Hematoescarafagia

Escrito por: Rodrigo Munguía Rodríguez

Fecha de publicación: octubre 2024

Chema tenía ocho años la primera vez que experimentó ese extraño placer culposo que lo acompañó hasta el último día de su vida. Estaba jugando fútbol en el patio de la vecindad vieja y derruida en la que vivía, cuando una zancadilla que vino por detrás lo empujó contra el áspero asfalto. Al reincorporarse, pudo ver cómo brotaba la sangre por toda su rodilla derecha y su antebrazo. En ese momento no le dio importancia y continuó jugando, pero, más tarde esa noche, recostado en su cama, comenzó a acariciar las zonas afectadas, y una rarísima mezcla de placer y dolor tuvo lugar. Pasados algunos días más, Chema notó la aparición de costras en los dos lugares maltratados de su cuerpo, y, después de algunos minutos observando y tocando esas enormes costras que se habían formado, comenzó poco a poco a arrancarlas, primero las de la rodilla, después las de su extremidad superior. Con un trabajo parecido al de un cirujano quirúrgico, tomó con su dedos índice y pulgar las postillas e inició con el lento proceso de irlas despegando de su piel. Los ojos se le comenzaron a llenar de lágrimas debido al dolor experimentado, pero al mismo tiempo, sus sienes se inundaron con una suerte de éxtasis. Al finalizar, observó con sumo cuidado el resultado de su operación; ahí, en sus pequeñas manos, sostenía los restos de ese inteligentísimo proceso de curación que su cuerpo había llevado a cabo, y sin pensarlo, depositó ambas costras en su boca y las comenzó a masticar. La sensación le pareció indescriptible, y para él significó el más delicioso de los banquetes al que se le había invitado en toda su vida.  

La existencia de Chema transcurrió, con cada picadura de mosquito y con cada raspadura que la vida le propinaba, la expectativa por la formación de la costra se vivía de una manera embelesante.
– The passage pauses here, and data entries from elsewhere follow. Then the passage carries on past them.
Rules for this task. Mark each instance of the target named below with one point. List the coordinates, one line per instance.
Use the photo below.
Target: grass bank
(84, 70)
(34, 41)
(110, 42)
Por supuesto que este ritual era un secreto, y Chema procuró que nadie nunca se enterara de su rara afición gastronómica. 

Al cumplir treinta años, Chema se vio involucrado en un accidente de motocicleta, que, si bien no pasó a mayores, dejó su cuerpo maltrecho, lo que para él resultó ser la más dulce de las promesas por la cantidad de postillas que vendrían en los siguientes días. Su voracidad se vio eventualmente satisfecha, y conforme avanzaba el proceso de curación, tan pronto como sentía ya una costra bien formada, la arrancaba para devorarla. 

Unos años después, explotó un malestar emocional que Chema había venido arrastrando durante toda su vida, una suerte de fastidio existencial que lo había arrojado en la más terrible de las anhedonias. Una noche, meditando sobre el suicidio, Chema intentó pensar en cuál sería la única cosa que permitiría que la vida fuese sostenible, soportable, y casi de inmediato pensó en su delirante afición, el problema era que no había ninguna lesión que tuviera como resultado la formación de una costra en su cuerpo. Desesperado, Chema ideó el único plan que, en esos momentos, consideraba que podía salvarlo de la muerte. Caminó lentamente hacia su cocina, abrió un cajón y agarró con júbilo el más grande de los cuchillos que pudo visualizar; se desnudó y comenzó a cortarse en un arrebato que ocasionó miles de pequeños orgasmos con cada incisión. El suelo en el que Chema se localizaba comenzó a inundarse de sangre. Preocupado por lastimar hasta la más ínfima pulgada de su humanidad, Chema ni siquiera notó cómo fue que, lentamente, comenzó a sentirse desvanecer por la falta del vital líquido, sin embargo, antes de desfallecer, corrió hacia el espejo de cuerpo completo que lo había visto irse a la cama una infinidad de veces, y entonces observó su reflejo y ya no pudo reconocerse. Chema ya no era un ser humano, sino que había devenido en un ser amorfo en el que la carne al rojo vivo se mezclaba con algunos músculos y tendones expuestos. Sí, eso fue lo último que vio Chema antes de partir, y así como un artista se satisface al ver su obra concluida, Chema sonrió frente al espejo contemplando la metamorfosis llevada a cabo, rogándole a Dios que le permitiera tener la oportunidad de degustar el trastornado festín después de su muerte.